Em sua delação, Rogério Nora não citou valores, nem detalhou
como era repassada a propina, o que segundo ele era função de outros executivos
subordinados a ele na empresa. O delator, contudo, confirmou que todos os
acertos de propina foram autorizados por ele, tanto nas obras da Norte-Sul,
quanto nas da Ligação Leste-Oeste que a Andrade participou e que o ex-deputado
federal Valdemar Costa Neto foi um dos nomes do PR que teria se beneficiado do
esquema.

Ao todo, a Andrade venceu três lotes da Norte-Sul em 2004 e
outros dois em 2007, além de ter vencido um lote da Leste-Oeste.

Condenado a sete anos e dez meses de prisão por corrupção e
lavagem de dinheiro no escândalo do mensalão, Costa Neto foi beneficiado no ano
passado com um indulto natalino decretado pela então presidente Dilma Rousseff
e teve sua pena perdoada.
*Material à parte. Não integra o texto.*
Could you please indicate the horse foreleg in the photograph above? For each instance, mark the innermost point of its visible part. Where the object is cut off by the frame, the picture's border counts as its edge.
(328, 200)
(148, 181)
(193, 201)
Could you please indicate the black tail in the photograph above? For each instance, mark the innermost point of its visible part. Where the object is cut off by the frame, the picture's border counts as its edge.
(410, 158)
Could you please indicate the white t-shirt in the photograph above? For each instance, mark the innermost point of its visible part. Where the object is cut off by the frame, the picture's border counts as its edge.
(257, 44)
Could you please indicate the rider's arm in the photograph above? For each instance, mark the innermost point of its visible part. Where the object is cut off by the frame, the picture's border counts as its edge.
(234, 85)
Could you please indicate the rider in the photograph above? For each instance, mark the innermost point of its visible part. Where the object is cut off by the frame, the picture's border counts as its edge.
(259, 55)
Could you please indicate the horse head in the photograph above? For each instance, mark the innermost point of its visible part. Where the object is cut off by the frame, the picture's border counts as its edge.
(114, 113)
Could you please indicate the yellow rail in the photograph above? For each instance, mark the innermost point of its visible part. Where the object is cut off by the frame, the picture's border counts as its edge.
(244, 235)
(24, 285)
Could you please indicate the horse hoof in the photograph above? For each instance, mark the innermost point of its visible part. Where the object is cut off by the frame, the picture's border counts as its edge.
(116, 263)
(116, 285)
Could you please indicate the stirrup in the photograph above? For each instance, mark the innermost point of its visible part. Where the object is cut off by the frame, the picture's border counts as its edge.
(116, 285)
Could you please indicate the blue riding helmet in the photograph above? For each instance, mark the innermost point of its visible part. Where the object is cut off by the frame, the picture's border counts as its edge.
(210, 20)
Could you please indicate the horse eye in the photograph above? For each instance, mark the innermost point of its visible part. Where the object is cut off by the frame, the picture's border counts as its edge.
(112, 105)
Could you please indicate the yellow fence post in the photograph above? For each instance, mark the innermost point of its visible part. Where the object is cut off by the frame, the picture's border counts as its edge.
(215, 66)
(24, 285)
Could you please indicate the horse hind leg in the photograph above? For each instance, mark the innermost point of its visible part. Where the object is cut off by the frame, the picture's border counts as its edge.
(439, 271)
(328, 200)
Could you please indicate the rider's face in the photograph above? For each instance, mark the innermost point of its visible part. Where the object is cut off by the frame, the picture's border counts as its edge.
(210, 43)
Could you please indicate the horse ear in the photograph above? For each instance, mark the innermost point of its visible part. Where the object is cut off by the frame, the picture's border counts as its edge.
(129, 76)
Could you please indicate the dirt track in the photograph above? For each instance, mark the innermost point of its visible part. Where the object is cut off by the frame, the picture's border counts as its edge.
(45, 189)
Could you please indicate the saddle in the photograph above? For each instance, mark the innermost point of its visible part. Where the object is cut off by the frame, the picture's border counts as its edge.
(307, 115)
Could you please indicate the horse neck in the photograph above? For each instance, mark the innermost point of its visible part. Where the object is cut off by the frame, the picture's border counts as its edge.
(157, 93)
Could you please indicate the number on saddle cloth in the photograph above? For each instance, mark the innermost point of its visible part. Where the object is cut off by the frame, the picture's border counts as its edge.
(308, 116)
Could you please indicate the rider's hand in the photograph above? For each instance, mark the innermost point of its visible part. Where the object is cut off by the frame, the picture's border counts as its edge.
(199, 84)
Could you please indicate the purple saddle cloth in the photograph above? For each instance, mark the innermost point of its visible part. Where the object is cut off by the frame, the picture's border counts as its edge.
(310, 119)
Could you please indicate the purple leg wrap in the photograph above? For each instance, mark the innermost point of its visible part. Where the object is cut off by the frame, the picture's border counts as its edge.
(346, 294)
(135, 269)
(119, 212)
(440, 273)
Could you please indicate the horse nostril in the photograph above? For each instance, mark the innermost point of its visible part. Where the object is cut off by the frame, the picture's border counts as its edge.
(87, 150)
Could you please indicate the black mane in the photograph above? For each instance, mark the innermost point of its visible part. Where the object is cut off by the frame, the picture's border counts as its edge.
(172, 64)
Atualmente ele está em liberdade.

Investigações.
Investigadas desde 2009, as irregularidades nas obras das ferrovias Norte-Sul e
Leste Oeste renderam, somente neste ano, duas operações policiais (O Recebedor
e Tabela Periódica) que já identificaram a atuação de um cartel de 37
empreiteiras no setor de 2000 a 2010. Somente no Estado de Goiás, foram
identificados prejuízos de ao menos R$ 630 milhões, segundo a Procuradoria da
República.

Até o momento, a investigação utilizou um acordo de
leniência da Camargo Corrêa firmado graças aos desdobramentos da Lava Jato,
para avançar nas apurações. Os depoimentos da Andrade, que também confirmou a
existência do esquema ilícito, ainda não foram utilizados nas operações
deflagradas até hoje contra o esquema na Valec e poderão embasar ainda novas
investigações e denúncias contra eventuais suspeitos.
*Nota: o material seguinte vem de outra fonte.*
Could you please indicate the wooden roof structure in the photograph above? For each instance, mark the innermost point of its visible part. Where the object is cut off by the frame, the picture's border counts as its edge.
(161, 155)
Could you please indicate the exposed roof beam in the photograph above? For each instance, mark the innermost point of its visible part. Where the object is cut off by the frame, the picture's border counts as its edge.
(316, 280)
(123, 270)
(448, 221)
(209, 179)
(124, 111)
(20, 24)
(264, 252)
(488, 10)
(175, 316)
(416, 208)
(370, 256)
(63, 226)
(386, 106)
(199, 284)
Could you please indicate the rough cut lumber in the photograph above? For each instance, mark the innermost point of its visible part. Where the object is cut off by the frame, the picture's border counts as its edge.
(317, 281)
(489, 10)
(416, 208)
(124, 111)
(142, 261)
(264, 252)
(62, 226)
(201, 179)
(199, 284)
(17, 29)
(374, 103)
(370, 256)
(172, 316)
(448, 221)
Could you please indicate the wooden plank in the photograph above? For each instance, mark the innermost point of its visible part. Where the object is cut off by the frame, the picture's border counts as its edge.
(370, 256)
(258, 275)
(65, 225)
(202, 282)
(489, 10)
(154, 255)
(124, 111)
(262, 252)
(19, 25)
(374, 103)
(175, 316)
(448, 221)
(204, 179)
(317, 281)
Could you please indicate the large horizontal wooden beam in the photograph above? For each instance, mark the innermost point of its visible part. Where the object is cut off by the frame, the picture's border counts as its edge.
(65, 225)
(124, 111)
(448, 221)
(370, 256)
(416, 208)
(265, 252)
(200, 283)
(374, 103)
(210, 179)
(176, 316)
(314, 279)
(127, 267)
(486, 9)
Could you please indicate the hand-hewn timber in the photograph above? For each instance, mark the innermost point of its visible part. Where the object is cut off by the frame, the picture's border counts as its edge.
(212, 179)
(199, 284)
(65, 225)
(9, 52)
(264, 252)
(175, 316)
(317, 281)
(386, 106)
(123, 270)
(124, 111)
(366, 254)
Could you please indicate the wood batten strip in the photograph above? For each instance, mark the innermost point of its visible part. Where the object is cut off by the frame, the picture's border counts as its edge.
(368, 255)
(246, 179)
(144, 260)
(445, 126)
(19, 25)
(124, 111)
Deflagrada em fevereiro, com apoio da leniência da Camargo
Corrêa, a Operação O Recebedor já deu origem a uma ação penal contra Juquinha e
outros sete réus acusados de participar do esquema. A ação tramita na Justiça
Federal em Goiás e pede que eles devolvam R$ 237 milhões que teriam sido
superfaturados somente em um dos trechos das ferrovias Norte-Sul e Leste-Oeste
que passam por Goiás.Ao todo, as duas obras passam por dez Estados.

Desde que as operações foram deflagradas, a Valec reitera
que os crimes ocorreram na gestão anterior (Juquinha comandou a estatal até
2011) e que instaurou uma Comissão interna para apurar as irregularidades e
colaborar com as investigações. A reportagem tentou contato com a defesa de
Juquinha, mas os advogados não foram localizados.

COM A PALAVRA, O PR:

“A direção nacional do Partido da República e o ex-deputado
Valdemar Costa Neto, como é do conhecimento público, adotam a norma de não
comentar conteúdos submetidos ao exame do Poder Judiciário brasileiro. ”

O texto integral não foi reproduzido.